Activation of Type III Interferon Genes by Pathogenic Bacteria in Infected Epithelial Cells and Mouse Placenta (original) (raw)
Figure 2
Induction of IFN-III genes by different bacterial species in epithelial cells.
A. LoVo intestinal cells infected with S. enterica at multiplicity of infection (MOI) of 20 for the indicated time, were lysed and processed for quantification of intracellular bacterial by counting colony-forming units (CFU) on agar plates, or for total cellular RNA extraction and quantification of IFN gene expression, as described for L. monocytogenes in Figure 1A. Values from three independent experiments are expressed as mean ± S.D. of the fold change relative to uninfected control cell values at the beginning of the experiment.
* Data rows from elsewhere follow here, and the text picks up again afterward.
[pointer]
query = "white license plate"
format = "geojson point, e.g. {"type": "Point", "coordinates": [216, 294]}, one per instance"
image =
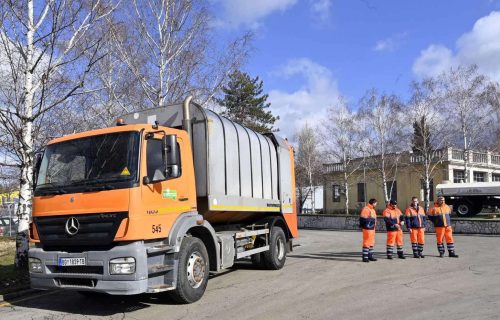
{"type": "Point", "coordinates": [65, 262]}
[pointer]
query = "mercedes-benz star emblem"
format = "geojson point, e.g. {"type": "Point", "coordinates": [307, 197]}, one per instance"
{"type": "Point", "coordinates": [72, 226]}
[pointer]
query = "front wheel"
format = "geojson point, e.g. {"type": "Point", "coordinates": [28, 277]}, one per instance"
{"type": "Point", "coordinates": [193, 269]}
{"type": "Point", "coordinates": [275, 257]}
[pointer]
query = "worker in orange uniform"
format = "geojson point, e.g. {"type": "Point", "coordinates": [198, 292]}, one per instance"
{"type": "Point", "coordinates": [416, 223]}
{"type": "Point", "coordinates": [367, 222]}
{"type": "Point", "coordinates": [440, 216]}
{"type": "Point", "coordinates": [393, 218]}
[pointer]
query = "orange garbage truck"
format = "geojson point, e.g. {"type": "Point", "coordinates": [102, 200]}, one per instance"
{"type": "Point", "coordinates": [158, 202]}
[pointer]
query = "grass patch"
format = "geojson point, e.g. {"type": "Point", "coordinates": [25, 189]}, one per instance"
{"type": "Point", "coordinates": [11, 280]}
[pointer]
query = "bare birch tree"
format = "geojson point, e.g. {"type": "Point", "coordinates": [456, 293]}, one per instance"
{"type": "Point", "coordinates": [308, 165]}
{"type": "Point", "coordinates": [170, 53]}
{"type": "Point", "coordinates": [342, 135]}
{"type": "Point", "coordinates": [430, 134]}
{"type": "Point", "coordinates": [47, 55]}
{"type": "Point", "coordinates": [382, 120]}
{"type": "Point", "coordinates": [469, 106]}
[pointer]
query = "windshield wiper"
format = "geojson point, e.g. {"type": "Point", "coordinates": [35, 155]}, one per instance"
{"type": "Point", "coordinates": [102, 187]}
{"type": "Point", "coordinates": [51, 189]}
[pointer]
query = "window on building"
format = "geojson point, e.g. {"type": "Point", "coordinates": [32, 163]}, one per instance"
{"type": "Point", "coordinates": [458, 176]}
{"type": "Point", "coordinates": [394, 194]}
{"type": "Point", "coordinates": [361, 192]}
{"type": "Point", "coordinates": [336, 193]}
{"type": "Point", "coordinates": [479, 176]}
{"type": "Point", "coordinates": [431, 187]}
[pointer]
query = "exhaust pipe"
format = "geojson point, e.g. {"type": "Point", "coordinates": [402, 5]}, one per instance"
{"type": "Point", "coordinates": [186, 118]}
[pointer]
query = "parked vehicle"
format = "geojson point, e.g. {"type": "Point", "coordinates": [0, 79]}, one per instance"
{"type": "Point", "coordinates": [8, 226]}
{"type": "Point", "coordinates": [160, 200]}
{"type": "Point", "coordinates": [468, 199]}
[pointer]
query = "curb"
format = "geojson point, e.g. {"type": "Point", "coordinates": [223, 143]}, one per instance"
{"type": "Point", "coordinates": [21, 293]}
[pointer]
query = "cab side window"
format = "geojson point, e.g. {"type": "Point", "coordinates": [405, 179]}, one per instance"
{"type": "Point", "coordinates": [155, 162]}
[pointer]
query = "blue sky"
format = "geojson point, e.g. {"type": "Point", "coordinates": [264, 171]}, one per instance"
{"type": "Point", "coordinates": [310, 52]}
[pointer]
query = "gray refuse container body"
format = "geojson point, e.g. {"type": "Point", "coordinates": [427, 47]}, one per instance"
{"type": "Point", "coordinates": [237, 171]}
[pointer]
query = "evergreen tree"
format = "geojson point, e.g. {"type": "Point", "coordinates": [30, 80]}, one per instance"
{"type": "Point", "coordinates": [245, 103]}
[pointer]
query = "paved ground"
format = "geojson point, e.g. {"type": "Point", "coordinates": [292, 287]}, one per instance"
{"type": "Point", "coordinates": [323, 279]}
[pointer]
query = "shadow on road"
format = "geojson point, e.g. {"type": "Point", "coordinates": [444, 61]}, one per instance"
{"type": "Point", "coordinates": [336, 256]}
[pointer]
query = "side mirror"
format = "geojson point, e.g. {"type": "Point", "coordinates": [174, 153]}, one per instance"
{"type": "Point", "coordinates": [171, 155]}
{"type": "Point", "coordinates": [36, 168]}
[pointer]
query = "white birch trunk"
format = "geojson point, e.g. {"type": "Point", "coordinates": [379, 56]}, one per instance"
{"type": "Point", "coordinates": [26, 150]}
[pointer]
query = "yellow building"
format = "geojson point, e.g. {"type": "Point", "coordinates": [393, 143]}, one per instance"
{"type": "Point", "coordinates": [366, 181]}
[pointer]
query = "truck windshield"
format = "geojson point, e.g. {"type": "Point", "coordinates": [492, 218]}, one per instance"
{"type": "Point", "coordinates": [94, 163]}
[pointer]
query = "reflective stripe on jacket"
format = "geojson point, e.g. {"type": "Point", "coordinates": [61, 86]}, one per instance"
{"type": "Point", "coordinates": [440, 215]}
{"type": "Point", "coordinates": [392, 218]}
{"type": "Point", "coordinates": [415, 217]}
{"type": "Point", "coordinates": [368, 218]}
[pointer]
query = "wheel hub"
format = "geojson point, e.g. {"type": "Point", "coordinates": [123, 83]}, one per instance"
{"type": "Point", "coordinates": [195, 269]}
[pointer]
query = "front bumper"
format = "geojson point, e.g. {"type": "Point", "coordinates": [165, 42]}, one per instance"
{"type": "Point", "coordinates": [94, 276]}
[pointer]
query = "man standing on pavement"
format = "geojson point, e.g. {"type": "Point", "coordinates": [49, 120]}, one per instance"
{"type": "Point", "coordinates": [416, 222]}
{"type": "Point", "coordinates": [367, 222]}
{"type": "Point", "coordinates": [393, 221]}
{"type": "Point", "coordinates": [440, 217]}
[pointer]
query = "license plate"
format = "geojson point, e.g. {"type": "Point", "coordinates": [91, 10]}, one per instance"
{"type": "Point", "coordinates": [65, 262]}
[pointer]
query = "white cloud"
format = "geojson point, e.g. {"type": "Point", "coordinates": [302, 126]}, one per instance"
{"type": "Point", "coordinates": [480, 46]}
{"type": "Point", "coordinates": [321, 10]}
{"type": "Point", "coordinates": [390, 44]}
{"type": "Point", "coordinates": [249, 13]}
{"type": "Point", "coordinates": [307, 104]}
{"type": "Point", "coordinates": [433, 61]}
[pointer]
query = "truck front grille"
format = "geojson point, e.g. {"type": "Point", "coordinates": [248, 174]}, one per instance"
{"type": "Point", "coordinates": [81, 230]}
{"type": "Point", "coordinates": [75, 282]}
{"type": "Point", "coordinates": [77, 269]}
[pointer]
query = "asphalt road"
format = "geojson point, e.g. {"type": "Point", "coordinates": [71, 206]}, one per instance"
{"type": "Point", "coordinates": [323, 279]}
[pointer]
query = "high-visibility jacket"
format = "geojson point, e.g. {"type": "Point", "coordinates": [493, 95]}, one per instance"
{"type": "Point", "coordinates": [415, 217]}
{"type": "Point", "coordinates": [392, 218]}
{"type": "Point", "coordinates": [440, 215]}
{"type": "Point", "coordinates": [368, 218]}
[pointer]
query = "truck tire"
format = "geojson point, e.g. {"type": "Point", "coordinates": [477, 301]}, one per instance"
{"type": "Point", "coordinates": [275, 258]}
{"type": "Point", "coordinates": [192, 275]}
{"type": "Point", "coordinates": [464, 208]}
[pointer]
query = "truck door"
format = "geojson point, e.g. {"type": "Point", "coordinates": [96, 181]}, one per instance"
{"type": "Point", "coordinates": [163, 198]}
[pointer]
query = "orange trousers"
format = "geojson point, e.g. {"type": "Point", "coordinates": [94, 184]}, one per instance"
{"type": "Point", "coordinates": [417, 235]}
{"type": "Point", "coordinates": [395, 237]}
{"type": "Point", "coordinates": [444, 233]}
{"type": "Point", "coordinates": [368, 238]}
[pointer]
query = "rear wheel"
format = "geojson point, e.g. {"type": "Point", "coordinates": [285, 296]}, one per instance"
{"type": "Point", "coordinates": [192, 275]}
{"type": "Point", "coordinates": [275, 257]}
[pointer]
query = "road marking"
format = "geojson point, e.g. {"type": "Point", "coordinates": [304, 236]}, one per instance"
{"type": "Point", "coordinates": [8, 304]}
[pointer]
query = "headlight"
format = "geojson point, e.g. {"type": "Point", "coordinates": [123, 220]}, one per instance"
{"type": "Point", "coordinates": [122, 266]}
{"type": "Point", "coordinates": [35, 265]}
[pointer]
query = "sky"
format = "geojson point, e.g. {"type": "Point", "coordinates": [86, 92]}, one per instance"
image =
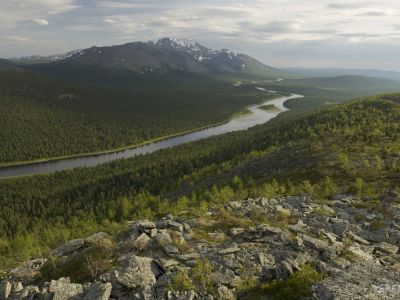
{"type": "Point", "coordinates": [280, 33]}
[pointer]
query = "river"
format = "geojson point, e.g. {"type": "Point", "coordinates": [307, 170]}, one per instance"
{"type": "Point", "coordinates": [241, 122]}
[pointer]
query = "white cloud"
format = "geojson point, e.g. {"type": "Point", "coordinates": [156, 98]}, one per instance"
{"type": "Point", "coordinates": [323, 28]}
{"type": "Point", "coordinates": [42, 22]}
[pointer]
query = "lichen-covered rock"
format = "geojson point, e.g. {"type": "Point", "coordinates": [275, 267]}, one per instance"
{"type": "Point", "coordinates": [5, 289]}
{"type": "Point", "coordinates": [98, 291]}
{"type": "Point", "coordinates": [138, 272]}
{"type": "Point", "coordinates": [69, 247]}
{"type": "Point", "coordinates": [27, 271]}
{"type": "Point", "coordinates": [63, 289]}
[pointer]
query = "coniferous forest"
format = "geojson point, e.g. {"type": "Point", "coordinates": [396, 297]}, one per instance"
{"type": "Point", "coordinates": [348, 147]}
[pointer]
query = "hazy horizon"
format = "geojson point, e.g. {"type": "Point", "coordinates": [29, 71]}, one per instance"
{"type": "Point", "coordinates": [314, 34]}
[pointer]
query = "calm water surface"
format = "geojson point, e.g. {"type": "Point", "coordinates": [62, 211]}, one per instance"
{"type": "Point", "coordinates": [241, 122]}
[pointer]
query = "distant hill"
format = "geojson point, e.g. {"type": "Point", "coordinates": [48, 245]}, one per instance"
{"type": "Point", "coordinates": [347, 81]}
{"type": "Point", "coordinates": [6, 65]}
{"type": "Point", "coordinates": [393, 75]}
{"type": "Point", "coordinates": [164, 56]}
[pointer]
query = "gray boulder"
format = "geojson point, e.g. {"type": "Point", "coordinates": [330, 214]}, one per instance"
{"type": "Point", "coordinates": [69, 247]}
{"type": "Point", "coordinates": [98, 291]}
{"type": "Point", "coordinates": [63, 289]}
{"type": "Point", "coordinates": [5, 289]}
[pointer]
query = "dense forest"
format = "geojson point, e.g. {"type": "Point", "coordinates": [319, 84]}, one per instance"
{"type": "Point", "coordinates": [349, 147]}
{"type": "Point", "coordinates": [42, 118]}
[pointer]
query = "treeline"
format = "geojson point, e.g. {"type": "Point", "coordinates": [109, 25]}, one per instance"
{"type": "Point", "coordinates": [352, 147]}
{"type": "Point", "coordinates": [44, 118]}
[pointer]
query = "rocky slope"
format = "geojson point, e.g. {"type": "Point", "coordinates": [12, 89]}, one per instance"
{"type": "Point", "coordinates": [165, 55]}
{"type": "Point", "coordinates": [226, 252]}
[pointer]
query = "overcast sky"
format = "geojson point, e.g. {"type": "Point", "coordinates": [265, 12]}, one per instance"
{"type": "Point", "coordinates": [281, 33]}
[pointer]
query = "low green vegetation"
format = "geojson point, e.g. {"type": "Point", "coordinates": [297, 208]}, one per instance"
{"type": "Point", "coordinates": [297, 286]}
{"type": "Point", "coordinates": [353, 147]}
{"type": "Point", "coordinates": [269, 107]}
{"type": "Point", "coordinates": [42, 118]}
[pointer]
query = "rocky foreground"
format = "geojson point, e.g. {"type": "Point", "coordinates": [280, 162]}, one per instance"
{"type": "Point", "coordinates": [225, 252]}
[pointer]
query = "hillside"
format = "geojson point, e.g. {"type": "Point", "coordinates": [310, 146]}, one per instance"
{"type": "Point", "coordinates": [167, 55]}
{"type": "Point", "coordinates": [6, 65]}
{"type": "Point", "coordinates": [332, 72]}
{"type": "Point", "coordinates": [44, 118]}
{"type": "Point", "coordinates": [344, 159]}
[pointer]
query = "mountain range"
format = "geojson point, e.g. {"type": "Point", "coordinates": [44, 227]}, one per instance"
{"type": "Point", "coordinates": [162, 56]}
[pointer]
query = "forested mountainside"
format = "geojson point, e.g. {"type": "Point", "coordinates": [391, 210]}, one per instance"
{"type": "Point", "coordinates": [351, 148]}
{"type": "Point", "coordinates": [43, 118]}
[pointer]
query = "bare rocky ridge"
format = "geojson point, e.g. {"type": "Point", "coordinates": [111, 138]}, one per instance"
{"type": "Point", "coordinates": [154, 260]}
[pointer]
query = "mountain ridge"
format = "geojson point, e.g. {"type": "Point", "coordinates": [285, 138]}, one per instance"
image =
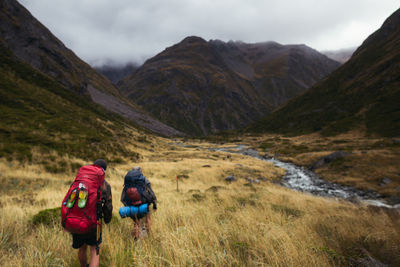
{"type": "Point", "coordinates": [363, 93]}
{"type": "Point", "coordinates": [34, 44]}
{"type": "Point", "coordinates": [201, 87]}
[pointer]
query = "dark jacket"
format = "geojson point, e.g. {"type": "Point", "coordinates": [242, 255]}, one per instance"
{"type": "Point", "coordinates": [137, 174]}
{"type": "Point", "coordinates": [106, 198]}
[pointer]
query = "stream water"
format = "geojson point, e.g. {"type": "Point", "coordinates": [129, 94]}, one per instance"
{"type": "Point", "coordinates": [302, 179]}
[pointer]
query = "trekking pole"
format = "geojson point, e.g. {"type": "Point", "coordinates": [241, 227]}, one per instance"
{"type": "Point", "coordinates": [98, 226]}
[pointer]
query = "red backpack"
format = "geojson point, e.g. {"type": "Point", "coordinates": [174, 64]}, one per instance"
{"type": "Point", "coordinates": [78, 209]}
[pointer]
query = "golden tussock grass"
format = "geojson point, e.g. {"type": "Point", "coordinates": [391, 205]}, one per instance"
{"type": "Point", "coordinates": [207, 223]}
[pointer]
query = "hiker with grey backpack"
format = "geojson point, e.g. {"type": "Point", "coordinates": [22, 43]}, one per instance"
{"type": "Point", "coordinates": [137, 196]}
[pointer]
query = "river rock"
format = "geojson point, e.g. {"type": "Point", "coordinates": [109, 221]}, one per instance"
{"type": "Point", "coordinates": [327, 159]}
{"type": "Point", "coordinates": [385, 181]}
{"type": "Point", "coordinates": [231, 178]}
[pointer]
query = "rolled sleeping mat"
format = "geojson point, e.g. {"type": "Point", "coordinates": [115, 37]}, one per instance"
{"type": "Point", "coordinates": [131, 211]}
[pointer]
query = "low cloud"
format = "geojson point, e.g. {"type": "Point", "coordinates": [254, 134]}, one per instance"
{"type": "Point", "coordinates": [121, 31]}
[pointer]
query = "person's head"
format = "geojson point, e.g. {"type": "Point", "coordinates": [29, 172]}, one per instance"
{"type": "Point", "coordinates": [137, 168]}
{"type": "Point", "coordinates": [101, 163]}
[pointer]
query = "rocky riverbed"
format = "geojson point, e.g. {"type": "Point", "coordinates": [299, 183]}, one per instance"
{"type": "Point", "coordinates": [301, 179]}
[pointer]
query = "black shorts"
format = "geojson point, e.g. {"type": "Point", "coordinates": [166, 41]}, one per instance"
{"type": "Point", "coordinates": [78, 240]}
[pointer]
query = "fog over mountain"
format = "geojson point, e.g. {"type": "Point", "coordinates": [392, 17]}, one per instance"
{"type": "Point", "coordinates": [125, 30]}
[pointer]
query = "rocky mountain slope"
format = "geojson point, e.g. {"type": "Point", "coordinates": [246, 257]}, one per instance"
{"type": "Point", "coordinates": [341, 55]}
{"type": "Point", "coordinates": [364, 93]}
{"type": "Point", "coordinates": [41, 116]}
{"type": "Point", "coordinates": [30, 41]}
{"type": "Point", "coordinates": [202, 87]}
{"type": "Point", "coordinates": [116, 73]}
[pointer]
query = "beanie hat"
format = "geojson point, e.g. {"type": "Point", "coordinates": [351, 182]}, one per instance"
{"type": "Point", "coordinates": [101, 163]}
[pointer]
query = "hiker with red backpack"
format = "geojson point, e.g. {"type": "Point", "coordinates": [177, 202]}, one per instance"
{"type": "Point", "coordinates": [86, 203]}
{"type": "Point", "coordinates": [137, 195]}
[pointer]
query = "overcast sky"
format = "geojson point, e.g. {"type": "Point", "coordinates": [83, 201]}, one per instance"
{"type": "Point", "coordinates": [121, 31]}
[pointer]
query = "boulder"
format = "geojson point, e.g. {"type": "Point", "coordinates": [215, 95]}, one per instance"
{"type": "Point", "coordinates": [231, 178]}
{"type": "Point", "coordinates": [385, 181]}
{"type": "Point", "coordinates": [327, 159]}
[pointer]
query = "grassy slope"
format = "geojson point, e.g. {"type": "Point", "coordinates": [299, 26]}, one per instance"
{"type": "Point", "coordinates": [39, 112]}
{"type": "Point", "coordinates": [208, 223]}
{"type": "Point", "coordinates": [364, 93]}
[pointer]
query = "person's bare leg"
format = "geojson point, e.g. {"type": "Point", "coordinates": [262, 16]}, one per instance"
{"type": "Point", "coordinates": [82, 256]}
{"type": "Point", "coordinates": [94, 258]}
{"type": "Point", "coordinates": [148, 222]}
{"type": "Point", "coordinates": [136, 230]}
B. LoVo cells, uninfected or infected for 18 h with different bacterial species, were processed for quantification of bacterial load and mRNA. Quantification of internalized bacteria: data are means ± S.D. of CFU for 105 cells (n = 3) at the indicated MOI, except for C. trachomatis, for which the percentage of infected cells (n = 4) were determined by flow cytometry after antibody labelling (see text). IFN-λ1 and IFN-λ2 transcript levels were determined by qRT-PCR and normalized to GAPDH transcript levels. Values are expressed as mean ± S.D. of the fold change relative to that in uninfected cells (n = 3 to 5). C. Quantification of IFN-λ1/λ3 and IL-8 production were done by ELISA, using culture supernatants of LoVo cells infected for 28 h with the indicated bacterium at a MOI of 50. Experiments were done in triplicates and reproduced once. D. Quantification of IFN-λ mRNAs in A549 lung epithelial cells infected with _GFP_-expressing M. tuberculosis (n = 4). The percentage of infected cells were determined by flow cytometry (see text).